Senza nessuna pretesa di sistematicità, ma con la massima onestà intellettuale, il curatore, che da sempre ricerca la libertà di pensiero, ogni settimana propone al lettore, partendo da frasi di autori e filosofi, “tracce per itinerari alternativi”. Per quanto sia possibile a chiunque, in quanto figlio del proprio pensiero.

“Conterò poco, è vero: – diceva l’Uno ar Zero – ma tu che vali? Gnente: propio gnente. Sia nel’azzione come ner pensiero rimani un coso voto e inconcrudente”. Così scriveva l’arguto iconoclasta Salustri nel 1944 in una non mai sufficientemente meditata poesia dal titolo “Nummeri”. Precisiamo che non si tratta di un errore ortografico mio o del poeta e nemmeno di un refuso dell’editore, il titolo conserva l’anomala doppia della calata romana, si sa che a Roma “guera e tera co’ na ere che si no è erore” e per compensare si abbonda nel sostantivo che funge da titolo alla poesia alla quale faccio riferimento.

Suppongo sia facilmente intuibile che il poeta non aveva alcuna intenzione di speculare intorno al valore dell’Uno e dello Zero, non era un matematico nè un antesignano del sistema binario, piuttosto un attento fustigatore della mediocrità diffusa già allora e, ahimé, già prima ed ancor più oggi, fra le maglie della nostra società. L’Uno e lo Zero stanno ad indicare il valore dei due ipotetici interlocutori: l’Uno, che oggettivamente vale ben poco, si consola confrontandosi con lo Zero che addirittura non vale nulla sia in ciò che fa sia in ciò che pensa. È possibile confermare la sintesi operata dal poeta osservando il comportamento di un capo ufficio, di un impiegato ad uno sportello, di un controllore del bus e non vado oltre. Ma il significato della sua satira oggi, così mi sembra, rischia di essere travisato e tale fraintendimento è utile per comprendere un triste aspetto del nostro tempo.

Sono convinto che come Zero oggi si consideri una persona che non ha avuto successo, senza soldi o lavoro, ma, ancor più tristemente, una che non è mai andata nemmeno a fare da pubblico in qualche demenziale talk show o che non abbia partecipato ad un quiz o ad una qualsiasi puntata di qualsivoglia amenità che l’abbia fatta assurgere, almeno per qualche istante, agli onori della fama televisiva. Certo, sempre meglio del folle che va a sparare in una scuola per comparire in un telegiornale o su una prima pagina di un quotidiano, ma non esageriamo, non siamo al livello degli Stati Uniti d’America, almeno, non ancora.

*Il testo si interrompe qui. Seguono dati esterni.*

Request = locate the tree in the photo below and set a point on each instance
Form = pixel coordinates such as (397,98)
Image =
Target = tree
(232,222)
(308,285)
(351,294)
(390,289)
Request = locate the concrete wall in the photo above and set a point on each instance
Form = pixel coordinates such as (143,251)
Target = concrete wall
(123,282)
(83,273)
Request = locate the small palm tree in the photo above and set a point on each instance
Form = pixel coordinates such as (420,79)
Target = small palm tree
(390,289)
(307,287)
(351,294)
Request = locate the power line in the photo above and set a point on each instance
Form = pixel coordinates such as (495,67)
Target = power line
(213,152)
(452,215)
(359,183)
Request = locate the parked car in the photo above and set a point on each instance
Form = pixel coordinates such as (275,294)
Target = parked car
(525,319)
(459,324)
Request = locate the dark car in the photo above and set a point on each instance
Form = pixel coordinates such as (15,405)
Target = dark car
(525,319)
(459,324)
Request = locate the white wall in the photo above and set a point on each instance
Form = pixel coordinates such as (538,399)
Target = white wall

La satira vernacolare dell’artista romano si esplicita nei versi successivi dai quali appare chiaro che lo Zero è chi è incapace di un pensiero personale, chi non si assume responsabilità in prima persona, nulla a che vedere con i criteri di misura squallidamente borghesi ai quali facevo riferimento poco sopra, insomma, sei uno Zero indipendentemente dal reddito e da quale prezzo hai scritto sul codice iban che hai, più o meno consapevolmente, tatuato sul collo. Se hai il coraggio di amare, di credere nei tuoi sogni, di combattere per un’idea, anche se resti nell’anonimato per il cosiddetto “grande pubblico”, di certo sei qualcuno almeno per chi ti ha conosciuto e, quindi, di certo non sei uno Zero. Al contrario l’Uno è quello che ha bisogno, ma un bisogno disperato, di circondarsi di Zeri così da poter essere qualcuno.

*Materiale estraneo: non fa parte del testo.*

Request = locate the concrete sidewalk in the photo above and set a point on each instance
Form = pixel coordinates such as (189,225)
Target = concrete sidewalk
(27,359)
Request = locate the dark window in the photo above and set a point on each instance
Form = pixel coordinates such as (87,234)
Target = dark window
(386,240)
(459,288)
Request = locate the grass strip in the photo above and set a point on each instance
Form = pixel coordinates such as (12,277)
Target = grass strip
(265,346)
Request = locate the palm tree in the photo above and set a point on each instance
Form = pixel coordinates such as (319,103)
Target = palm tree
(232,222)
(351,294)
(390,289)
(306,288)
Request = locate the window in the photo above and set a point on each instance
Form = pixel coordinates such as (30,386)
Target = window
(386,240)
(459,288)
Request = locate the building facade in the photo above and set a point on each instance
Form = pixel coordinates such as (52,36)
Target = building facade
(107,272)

A proposito di trasmissioni televisive e di mediocri in cerca di un pubblico, vuoi vedere che non è solo un caso che i Matteo più noti del nostro panorama politico abbiano esordito proprio in quel modo? Ma non voglio inoltrarmi a tali livelli e ritorno all’amico Salustri… mi scuso con i miei lettori abituati a citazioni da illustri intellettuali che forse si staranno domandando chi sia mai questo emerito sconosciuto del signor Salustri, ebbene, forse è il momento di precisare che si tratta di Carlo Alberto Camillo Mariano Salustri, noto giornalista e poeta vernacolare che, forse proprio perchè non amava la facile popolarità mentre riteneva fondamentale la qualità e non la quantità degli estimatori, si firmava anagrammando il cognome che così divenne Trilussa, chissà, forse in questo modo per qualcuno risulta meno sconosciuto, comunque non importa.

Per rispetto all’intelligenza caustica dell’autore sarà opportuno completare la citazione di apertura che così prosegue: “Io, invece, se me metto a capofila de cinque zeri tale e quale a te, lo sai quanto divento? Centomila. È questione de nummeri. A un dipresso è quello che succede ar dittatore che cresce de potenza e de valore più so’ li zeri che je vanno appresso”. Trilussa ci riporta all’interno di un orizzonte politico che, ricordo che il testo è del 1944, all’epoca si connotava di tinte drammatiche, chissà a chi si adatterebbe ai nostri giorni, a suo vedere, l’arguta riflessione dei Nummeri?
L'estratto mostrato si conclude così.